3. Crank, which was just as terrible as I thought it would be, and therefore just as awesome. Apparently you don't need a big budget to create ridiculous action scenes. Jason Statham will never do Shakespeare, but he knows his place in the Hollywood pantheon and he fills those boots to perfection. (I am also, admittedly, a sucker for appallingly bad action movies.)
4. 88 Minutes, awful though it could have been so good. Sorry, Al Pacino.
5. The Fifth Element, which I have seen many times before and still love. Bruce Willis is the man, Milla Jovovich is an unearthly beauty, and apparently the costumes were designed by Jean-Paul Gaultier!?!
Halfway through.
Complete!! I've always wanted dreadlocks.

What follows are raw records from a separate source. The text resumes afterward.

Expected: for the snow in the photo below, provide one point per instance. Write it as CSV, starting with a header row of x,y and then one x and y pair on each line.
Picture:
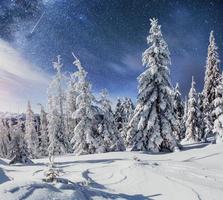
x,y
194,173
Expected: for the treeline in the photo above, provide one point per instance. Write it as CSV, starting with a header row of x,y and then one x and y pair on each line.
x,y
78,122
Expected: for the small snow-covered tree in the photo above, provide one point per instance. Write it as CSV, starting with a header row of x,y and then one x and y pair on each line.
x,y
179,112
31,135
192,123
218,111
212,75
112,140
56,91
153,121
44,140
86,139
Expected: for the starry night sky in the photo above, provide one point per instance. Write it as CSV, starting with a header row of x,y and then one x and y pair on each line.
x,y
109,36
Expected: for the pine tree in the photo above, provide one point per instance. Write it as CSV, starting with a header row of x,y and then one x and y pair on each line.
x,y
192,123
4,139
112,140
212,75
71,97
51,175
44,140
86,139
55,90
218,111
31,134
201,114
18,148
179,112
127,112
153,122
119,115
53,129
185,117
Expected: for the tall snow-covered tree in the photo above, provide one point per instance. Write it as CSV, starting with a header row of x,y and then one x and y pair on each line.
x,y
53,129
4,139
31,134
86,139
179,112
212,75
123,111
185,116
218,111
56,91
119,114
44,140
153,121
18,147
71,96
192,122
112,140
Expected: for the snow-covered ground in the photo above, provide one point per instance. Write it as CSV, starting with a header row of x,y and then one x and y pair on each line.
x,y
194,173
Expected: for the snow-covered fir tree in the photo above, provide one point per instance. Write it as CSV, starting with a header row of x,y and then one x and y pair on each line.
x,y
112,140
201,114
185,116
127,112
123,111
179,112
4,139
18,147
71,96
192,123
44,140
31,134
153,121
86,139
212,75
56,91
119,114
218,111
53,129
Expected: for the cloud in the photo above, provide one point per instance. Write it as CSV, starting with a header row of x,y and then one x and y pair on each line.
x,y
20,80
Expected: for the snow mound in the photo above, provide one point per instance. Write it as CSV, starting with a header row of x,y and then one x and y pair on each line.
x,y
194,173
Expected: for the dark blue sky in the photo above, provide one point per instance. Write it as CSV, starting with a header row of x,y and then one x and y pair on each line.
x,y
110,35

A brief history of Jenn's Hair: I did not cut it till the age of 19. Prior to that, it was gently trimmed, first at a place in Victoria called Tickety-Do's, which provided its pint-sized clientele with tiny personal TVs to watch Disney movies while their hair was cut. They also had a picture book of "Who Framed Roger Rabbit," which started my lifelong obsession with Jessica Rabbit. When I outgrew Tickety-Do's (which was later revealed to be a money-laundering front for some local drug dealers), my mother trimmed my hair for me. I always intended to cut it - my vague plan was to wait till the moment was right, get dreadlocks in the whole waist-length mane, and later shave it all off . However, one day in Kenya, on the biology department's Semester in the Field trip (which began this whole blog!), I thought idly to myself, "what if I cut off all my hair, right now?" After that, I couldn't stop thinking about it, and a few days later we had an impromptu fireside ceremony in which, armed with a head lamp and a pair of scissors, my friend Mark chopped off nineteen years of hair.
Since then, I've had a few "real" haircuts; I've shaved it off to a half-inch again; I've cut it myself, reaching around the back blindly with a pair of scissors and hoping for the best; and now I've finally fulfilled that original dream of dreadlocks. I'm very happy with them. It now remains to be seen how long it takes before I get tired of them and shave my head once more! (The next time, I intend to Bic it to the skin.)
1 Comments:
WHAT - I never knew that about Tickety-Dos!! Craziness! I loved it there too!